Not to be held to theory the selected photoluminescent fluorescent materials absorb incident activating electromagnetic radiation, for example, ultraviolet, visible and/or infrared portions of the electromagnetic spectrum and an electron is excited from a ground state into an excited state. In the case of such photoluminescent fluorescent materials the electron returns rapidly to the ground state with subsequent release of electromagnetic radiation, for example, ultraviolet, visible and/or infrared radiation. The time for emission to occur from the excited state in photoluminescent fluorescent materials can be on the order of 10−8 seconds. Continued emission from photoluminescent fluorescent materials ceases when the activating energy ceases. The energy of the emission is generally lower than the energy of the incident activating radiation.
Selected photoluminescent fluorescent materials useful in the current invention include photoluminescent fluorescent materials that absorb in the visible and/or infrared and emit in the visible and/or infrared. For example, photoluminescent fluorescent materials that absorb in the visible and emit in the visible include, for example, coumarins such as coumarin 4, coumarin 6, and coumarin 337; rhodamines such as rhodamine 6G, rhodamine B, rhodamine 101, rhodamine 19, rhodamine 110, and sulfarhodamine B; phenoxazones including Nile red and cresyl violet; styryls; carbostyryls; stilbenes; and fluorescenes. Examples of photoluminescent fluorescent materials that absorb in the visible region of the electromagnetic spectrum and emit in the far visible and infrared regions include, for example, Nile Blue, IR 140 (CAS# 53655-17-7), IR 125 (CAS# 3599-324), and DTTCI (CAS# 3071-70-3). Below in Table 1 are the absorption and emission characteristics of some of the photoluminescent fluorescent materials suitable for the current invention.
TABLE 1
Max.
Max.
Fluorescent
CAS #
Absorbance (nm)
Emission (nm)
Coumarin 6
38215-35-0
458
505
Rhodamine 110
13558-31-1
510
535
Rhodamine 19P
62669-66-3
528
565
Rhodamine 6G
989-38-8
530
556
Nile red
7385-67-3
550
650
Nile blue
53340-46-2
633
672
IR 676
56289-64-6
676
720
IR-676 is 1,1′,3,3,3′,3′-Hexamethy1-4,5,4′,5′-dibenzoindodicarbocyanine
When photoluminescent phosphorescent materials are admixed with selected photoluminescent fluorescent materials, the emission of the photoluminescent phosphorescent materials can be absorbed by the photoluminescent fluorescent materials with subsequent emission which exhibit a downward Stokes shift to an energy lower than the energy used to excite the photoluminescent phosphor. The emission energy from the photoluminescent fluorescent material can be absorbed by a second photoluminescent fluorescent material selected for its ability to absorb such radiation. The second photoluminescent fluorescent material will exhibit a downward Stokes shift to an energy lower than the energy emitted from the first photoluminescent fluorescent material. Additional photoluminescent fluorescent materials can be chosen to further exhibit Stokes shifts until a selected emission is achieved. The selected emission can be chosen to be partially or fully in the infrared regions of the electromagnetic spectrum. Generally, a Stokes shift for a single photoluminescent phosphorescent or photoluminescent fluorescent material ranges from 20 to 100 nm.

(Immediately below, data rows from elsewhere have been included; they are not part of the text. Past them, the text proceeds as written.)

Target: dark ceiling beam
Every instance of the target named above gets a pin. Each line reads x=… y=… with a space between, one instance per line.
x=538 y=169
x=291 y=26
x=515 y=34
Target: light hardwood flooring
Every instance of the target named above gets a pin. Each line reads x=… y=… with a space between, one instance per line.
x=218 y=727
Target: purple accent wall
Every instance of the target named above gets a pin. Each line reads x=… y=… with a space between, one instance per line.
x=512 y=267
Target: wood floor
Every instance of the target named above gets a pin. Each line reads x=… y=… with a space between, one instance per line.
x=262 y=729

In order to produce longer Stokes shifts, multiple photoluminescent fluorescent materials can be used to produce a cascading Stokes shift. A cascading Stokes shift is produced by successive absorptions of the emission of one of the photoluminescent materials by another of the photoluminescent fluorescent materials and re-emission at a longer wavelength. When done multiple times Stokes shifts significantly in excess of 50 nm can be created.
The quantum efficiency of the compositions comprising photoluminescent phosphorescent and/or photoluminescent fluorescent materials will be dependent on a number of factors, such as degree of overlap between the emission spectrum of one of the photoluminescent materials with the absorption spectrum of another of the photoluminescent materials and the degree to which the photoluminescent fluorescent materials are molecularly dispersed in the polymer comprising the binding matrix. In order for the photoluminescent fluorescent materials to be molecularly dispersed in the polymer or exist as a solid state solution in the chosen polymer or polymers, it is essential for the photoluminescent fluorescent materials to be in solution in the liquid carrier medium and be compatible with the chosen polymers.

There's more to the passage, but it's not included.